29 de abril de 2009

Breve defesa das ligaturas

Inspirado pelo artigo «Recursos avançados open-type para fontes digitais» resolvi discorrer sobre meu apreço em relação as ligaturas.

Imagem retirada da Wikipedia

O termo ligatura vem do latim ligatus que quer dizer ligado, grudado. Na tipografia as ligaturas unem duas ou mais letras em um só caractere (visualmente isso não faz diferença, mas em termos de software, ou quando se arranjava um texto com tipos físicos, duas ou três letras equivalem a uma única peça ou glifo).

As ligaturas surgiram na impressão tipográfica para economizar tempo e espaço. Dependendo do desenho das letras, combinações como f e i, acabam se chocando, de forma que o espaço entre as duas letras quebra o ritmo da leitura. No mundo digital esse encontro pode simplesmente causar um incomodo aos olhos (como na imagem abaixo), porém com tipos móveis, se faz necessário um novo glifo, já que duas coisas não ocupam o mesmo lugar no espaço.

A imagem que abre o post é um exemplo de um tipo de metal da ligatura fi da Garamond, um glifo que contém duas letras e resolve o problema de duas letras que não se encaixariam.

Nova espiritualidade de Ed René Kivitz, editado pela Mundo Cristão

Além de melhorar o espaço de alguns encontros entre letras, algumas ligaturas tinham a função de ocupar menos espaço e trazer alternativas ao tipógrafo quando fosse diagramar um livro. Opções com glifos que ocupassem mais ou menos espaço que o glifo original garantiam a justificação do texto, que, na impressão tipográfica, era feito manualmente, utilizando ligaturas e abreviações.

(Não tenho certeza disso, mas no começo da impressão tipográfica o espaço entre palavras era fixo, diferente do sistema de justificação dos softwares, em que esse espaço é variável. Então para manter a justificação se utilizava a variação de glifos, abreviações e ligaturas).

Dessa economia de espaço surgiu o ampersand (&) que antes era a ligatura do e + t, mas com o passar do tempo ela se tornou quase uma letra ou uma pontuação.

Hoje em dia, como tudo é digital as ligaturas podem ser consideradas como um recurso visual, em alguns casos realmente são, mas não em todos. Por exemplo, a fonte escolhida para o livro Nova Espiritualidade (figura acima) a ligatura criaria uma fluidez que é quebrada pelo f que se encontra bruscamente com o i que fica com o ponto meio estranho. É um detalhe pequeno, mas como sabemos, a tipografia é feita de pequenos detalhes.

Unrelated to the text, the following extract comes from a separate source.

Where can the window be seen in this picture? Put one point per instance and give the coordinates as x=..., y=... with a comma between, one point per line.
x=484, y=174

Exemplo tirado do fonts.com

Há casos em que a ligatura pode ser um belo recurso para embelezar o texto, como é mostrado na figura abaixo, tirado de uma versão de luxo do livro Hobbit de J. R. R. Tolkien. As ligaturas valorizam a escrita poética e descritiva do autor.

Mas além das ligaturas do f, as chamadas standard ligatures (ligaturas padrão), existem as discretionary ligatures (ligaturas descritivas) que são recursos estilísticos e estéticos. Hoje em dia são mais adequadas em títulos e em textos curtos que exigem um apelo visual diferenciado. Não são todas as fontes que possuem esses recursos e talvez por isso elas não estejam tão presentes, porém, com o advento da tecnologia opentype, muitos type designers gostam de brincar e adicionar um pouco mais de sabor às fontes.

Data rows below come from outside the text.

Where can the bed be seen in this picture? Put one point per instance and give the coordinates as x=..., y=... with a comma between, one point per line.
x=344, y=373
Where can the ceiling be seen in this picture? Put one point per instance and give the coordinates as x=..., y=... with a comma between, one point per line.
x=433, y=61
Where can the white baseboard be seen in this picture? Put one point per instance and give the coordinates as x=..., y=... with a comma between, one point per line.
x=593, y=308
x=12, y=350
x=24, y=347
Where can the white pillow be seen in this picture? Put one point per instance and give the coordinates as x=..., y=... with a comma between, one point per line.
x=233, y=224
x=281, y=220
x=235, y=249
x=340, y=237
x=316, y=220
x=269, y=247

Ligaturas da fonte Mrs Eaves de Suzana Licko. Imagem retirada do ilovetypography.com

E as combinações podem ir muito além, como se vê no exemplo abaixo.

Eklipse de Rafael Neder. Retirado do MyFonts.

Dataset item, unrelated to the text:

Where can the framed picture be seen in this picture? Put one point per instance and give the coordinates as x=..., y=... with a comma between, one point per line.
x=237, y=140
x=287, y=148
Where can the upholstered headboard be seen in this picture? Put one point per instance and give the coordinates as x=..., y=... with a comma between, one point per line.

A Eklipse, fonte para títulos desenhada por Rafael Neder, tem uma grande quantidade de ligaturas. Seu desenho garante várias combinações, e como é uma fonte para ser usada em grandes tamanhos, combinações inusitadas fazem que a fonte se torne muito mais rica, pois os recursos tecnológicos valorizam seu desenho.

Maryam de Ricardo Esteves. Retirado do myfonts.com

Numa fonte cursiva a necessidade de diferentes ligaturas fica muito claro, pois se a fonte deve simular a escrita manual, ela deve ter algumas alternativas que simulem junções características da caligrafia. Com o opentype algumas fontes fazem isso automaticamente, mas a Maryan, usada aqui como exemplo, as ligaturas são vendidas como uma fonte alternativa, que além das ligaturas, possui caracteres alternativos.